Deals in the past two years often have been developer driven, but those are going away, Sanford says, which means prospective franchisees have to be even more financially healthy. “Banks are strict with their lending requirements,” he says. “Prospective franchisees need to have the resources to make a store successful.”

As the economy improves, however, The Greene Turtle is in a good position to grow, Sanford says. “From a product standpoint, I think we offer value to customers and that will keep them coming back and contributing to our top line.”

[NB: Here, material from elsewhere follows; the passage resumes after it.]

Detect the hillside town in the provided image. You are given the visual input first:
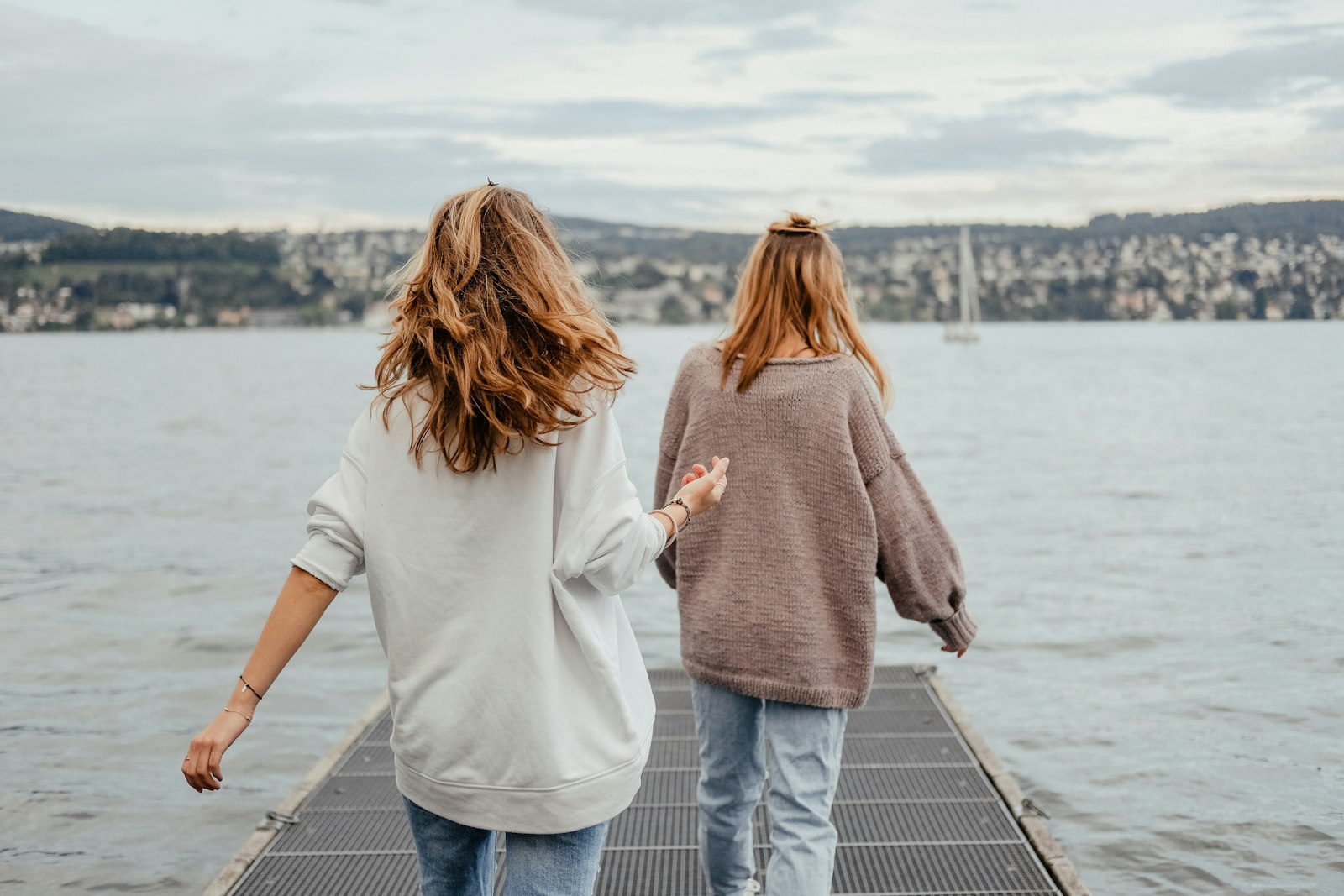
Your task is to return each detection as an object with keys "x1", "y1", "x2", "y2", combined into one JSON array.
[{"x1": 0, "y1": 207, "x2": 1344, "y2": 332}]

Beautiful Brands: Build Your Brand(s)

David Rutkauskas, Founder, President & CEO

Beautiful Brands Int’l., Tulsa, Okla.

2010 Units: 100+

2011 Plans: 35 to 50 new units

“I’m not worried about the price of cheese going up,” says David Rutkauskas, founder, president and CEO of Beautiful Brand Int’l. in Tulsa, Okla. “We can adapt to that. If you can survive in the restaurant business for 25 years, you know you can be successful.”

Adapting and taking care of details is just part of the day-to-day business, one that Rutkauskas clearly relishes. “Every day there’s something exciting in my in-box,” he says. “We’re building six restaurants in Kuwait; I live in Oklahoma. To me, that’s exciting.”

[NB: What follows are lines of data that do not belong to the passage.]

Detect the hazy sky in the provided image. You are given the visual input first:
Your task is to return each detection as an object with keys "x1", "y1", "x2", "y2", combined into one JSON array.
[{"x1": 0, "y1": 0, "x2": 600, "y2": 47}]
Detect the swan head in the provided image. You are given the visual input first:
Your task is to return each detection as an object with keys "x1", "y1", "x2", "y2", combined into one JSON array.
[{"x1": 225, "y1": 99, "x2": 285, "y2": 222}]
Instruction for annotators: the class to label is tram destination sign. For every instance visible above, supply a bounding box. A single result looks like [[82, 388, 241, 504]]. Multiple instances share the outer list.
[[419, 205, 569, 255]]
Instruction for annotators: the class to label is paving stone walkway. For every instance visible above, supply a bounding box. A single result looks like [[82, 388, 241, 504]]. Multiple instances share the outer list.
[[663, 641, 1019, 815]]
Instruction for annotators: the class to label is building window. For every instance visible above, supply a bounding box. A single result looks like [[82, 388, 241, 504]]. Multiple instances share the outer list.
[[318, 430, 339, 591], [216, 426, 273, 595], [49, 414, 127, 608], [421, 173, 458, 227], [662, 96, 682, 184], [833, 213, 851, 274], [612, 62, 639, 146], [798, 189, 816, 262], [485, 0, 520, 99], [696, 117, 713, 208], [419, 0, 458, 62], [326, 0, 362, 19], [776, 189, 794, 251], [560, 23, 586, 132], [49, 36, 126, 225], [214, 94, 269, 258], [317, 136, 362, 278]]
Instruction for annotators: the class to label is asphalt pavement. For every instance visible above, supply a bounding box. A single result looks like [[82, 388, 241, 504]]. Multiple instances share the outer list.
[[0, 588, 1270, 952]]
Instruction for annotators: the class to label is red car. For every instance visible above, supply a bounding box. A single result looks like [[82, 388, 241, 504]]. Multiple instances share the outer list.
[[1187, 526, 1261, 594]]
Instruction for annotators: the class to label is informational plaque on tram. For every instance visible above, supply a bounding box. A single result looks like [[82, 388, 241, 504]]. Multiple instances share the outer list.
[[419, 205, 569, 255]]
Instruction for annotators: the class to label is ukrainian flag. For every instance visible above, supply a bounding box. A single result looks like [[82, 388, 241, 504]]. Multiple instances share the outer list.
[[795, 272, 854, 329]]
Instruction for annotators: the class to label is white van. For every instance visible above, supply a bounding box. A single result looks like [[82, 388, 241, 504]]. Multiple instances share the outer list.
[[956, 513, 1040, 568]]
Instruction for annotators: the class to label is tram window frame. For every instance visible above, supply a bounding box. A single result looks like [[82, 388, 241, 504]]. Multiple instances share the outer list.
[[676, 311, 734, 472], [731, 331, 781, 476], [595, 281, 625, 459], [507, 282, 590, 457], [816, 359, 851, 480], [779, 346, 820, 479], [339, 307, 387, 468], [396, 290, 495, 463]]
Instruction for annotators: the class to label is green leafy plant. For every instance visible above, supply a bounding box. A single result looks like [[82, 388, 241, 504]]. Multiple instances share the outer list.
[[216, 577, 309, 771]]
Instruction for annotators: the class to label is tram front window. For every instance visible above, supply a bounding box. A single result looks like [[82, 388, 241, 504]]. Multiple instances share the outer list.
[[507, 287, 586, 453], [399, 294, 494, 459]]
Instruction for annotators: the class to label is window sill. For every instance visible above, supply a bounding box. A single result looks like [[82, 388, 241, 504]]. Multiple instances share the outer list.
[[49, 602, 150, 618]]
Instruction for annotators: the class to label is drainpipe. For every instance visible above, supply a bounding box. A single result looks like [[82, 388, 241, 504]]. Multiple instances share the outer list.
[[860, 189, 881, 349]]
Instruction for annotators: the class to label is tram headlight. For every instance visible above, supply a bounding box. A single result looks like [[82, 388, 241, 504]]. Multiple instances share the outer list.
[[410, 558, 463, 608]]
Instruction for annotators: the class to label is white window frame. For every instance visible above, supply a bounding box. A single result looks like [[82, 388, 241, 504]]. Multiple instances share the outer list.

The recession hasn’t had much of a negative impact on his company for many reasons. “We’re very fortunate,” he says, “that the brands in our category that are less than $300,000 to get into are still very appealing to investors. And the fast-casual segment is almost recession-proof as long as you’re delivering a high-quality product in a clean environment with great service.”

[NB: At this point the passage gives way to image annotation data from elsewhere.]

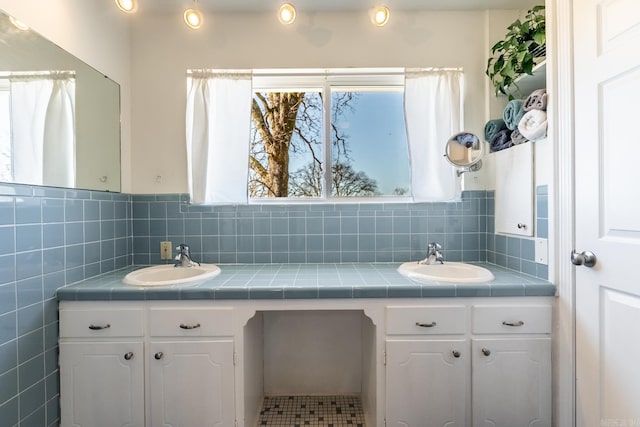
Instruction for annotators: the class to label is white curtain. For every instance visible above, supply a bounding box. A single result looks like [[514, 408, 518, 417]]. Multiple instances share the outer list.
[[43, 78, 76, 187], [404, 69, 463, 202], [186, 71, 253, 205], [11, 73, 75, 187]]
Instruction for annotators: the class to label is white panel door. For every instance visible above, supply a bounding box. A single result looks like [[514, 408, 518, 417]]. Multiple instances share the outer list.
[[386, 339, 471, 427], [471, 338, 551, 427], [148, 340, 235, 427], [59, 342, 144, 427], [573, 0, 640, 427]]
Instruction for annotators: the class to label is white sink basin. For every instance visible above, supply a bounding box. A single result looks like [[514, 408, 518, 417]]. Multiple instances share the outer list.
[[398, 261, 494, 283], [123, 264, 220, 286]]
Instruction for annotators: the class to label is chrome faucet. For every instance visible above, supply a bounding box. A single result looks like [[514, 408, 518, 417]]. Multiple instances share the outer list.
[[174, 243, 200, 267], [418, 242, 444, 264]]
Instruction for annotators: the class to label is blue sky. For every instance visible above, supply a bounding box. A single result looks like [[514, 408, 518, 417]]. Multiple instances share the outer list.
[[336, 92, 410, 194]]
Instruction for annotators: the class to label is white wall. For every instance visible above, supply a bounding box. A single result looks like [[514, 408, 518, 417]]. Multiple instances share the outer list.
[[0, 0, 131, 192], [132, 11, 487, 193]]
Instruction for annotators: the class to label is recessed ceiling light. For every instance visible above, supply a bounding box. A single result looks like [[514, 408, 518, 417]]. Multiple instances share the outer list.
[[115, 0, 138, 13], [371, 6, 389, 27], [184, 9, 202, 30], [278, 3, 296, 25], [9, 16, 29, 31]]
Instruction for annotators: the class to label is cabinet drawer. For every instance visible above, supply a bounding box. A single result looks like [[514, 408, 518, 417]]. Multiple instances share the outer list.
[[471, 305, 552, 334], [387, 305, 466, 335], [149, 308, 233, 337], [60, 309, 143, 338]]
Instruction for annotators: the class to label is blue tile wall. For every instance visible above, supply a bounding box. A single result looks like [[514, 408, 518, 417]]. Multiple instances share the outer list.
[[132, 191, 487, 264], [0, 184, 133, 427], [486, 185, 549, 280], [0, 184, 548, 427]]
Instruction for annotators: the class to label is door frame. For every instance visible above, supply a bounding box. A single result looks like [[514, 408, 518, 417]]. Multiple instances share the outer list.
[[546, 0, 576, 427]]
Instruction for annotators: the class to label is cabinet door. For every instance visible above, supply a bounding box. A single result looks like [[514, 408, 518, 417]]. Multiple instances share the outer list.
[[149, 340, 235, 427], [471, 338, 551, 427], [60, 342, 144, 427], [386, 340, 470, 427]]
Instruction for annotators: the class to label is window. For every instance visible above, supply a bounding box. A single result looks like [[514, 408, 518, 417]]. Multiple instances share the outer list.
[[0, 79, 13, 182], [186, 68, 463, 204], [248, 70, 410, 200]]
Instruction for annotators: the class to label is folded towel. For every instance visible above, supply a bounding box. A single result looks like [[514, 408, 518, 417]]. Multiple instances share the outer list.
[[484, 119, 507, 142], [502, 99, 525, 130], [518, 110, 547, 141], [511, 129, 529, 145], [454, 132, 478, 148], [523, 89, 547, 111], [490, 129, 513, 152]]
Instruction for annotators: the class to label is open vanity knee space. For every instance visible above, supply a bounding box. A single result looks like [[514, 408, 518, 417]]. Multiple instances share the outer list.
[[59, 262, 553, 427]]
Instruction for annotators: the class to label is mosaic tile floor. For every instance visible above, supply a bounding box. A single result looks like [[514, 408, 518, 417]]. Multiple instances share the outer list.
[[258, 396, 365, 427]]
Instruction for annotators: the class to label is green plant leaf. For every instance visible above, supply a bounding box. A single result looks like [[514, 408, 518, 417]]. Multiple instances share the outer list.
[[533, 28, 547, 46]]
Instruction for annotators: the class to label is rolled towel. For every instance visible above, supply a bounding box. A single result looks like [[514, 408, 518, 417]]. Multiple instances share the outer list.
[[502, 99, 524, 130], [511, 129, 529, 145], [523, 89, 547, 111], [455, 132, 478, 148], [518, 110, 547, 141], [490, 129, 513, 152], [484, 119, 507, 142]]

The year, in fact, was the best ever for the company. “We hear a lot of doom and gloom, but we see a lot of positives in this market,” he says. “We just look at ways to lower expenses, raise sales and be successful.”

The company got a jump on lowering expenses three or four years ago, before the downturn. “Costs were going up so much,” Rutkauskas says, “we went in and looked at how to lower them to make it easier for franchisees to get into the business.”

The company is designing smaller kitchens, focusing on efficiency and speed, which has the added benefit of increasing retail space in the same footprint. In its new concept Top That! Pizza, for example, the company sourced an oven that can cook made-to-order pizzas in about two-and-a-half minutes. The first store was designed in a converted sandwich chain unit.

Rutkauskas also plans to build sales both by adding to the number of brands in the company’s stable and by co-branding stores with new brands and the brands it already has. In addition to its flagship Camille’s Sidewalk Café, the company has 14 concepts ranging from high-end sushi, Texas barbecue and a burger chain to frozen yogurt. The company expects to franchise at least two or three new brands this year.

“We see a lot of co-branding ahead,” he says. “Adding a cupcake concept or our FreshBerry frozen yogurt concept to Camille’s, for example, gives us a chance to sell more with shared ventilation and equipment.”

That kind of innovation and nimbleness have enabled the company to ink franchising deals for more than 1,000 units worldwide in the past few years. The future is so bright, he says, that the 35 to 50 units the company expects to see opening in 2011 could easily double.

So what does concern him? “Fluctuations in consumer taste or costs we can deal with,” he says. “It’s the things out of our control that we worry about. My biggest concern is the state of world peace, not the economy or food costs.”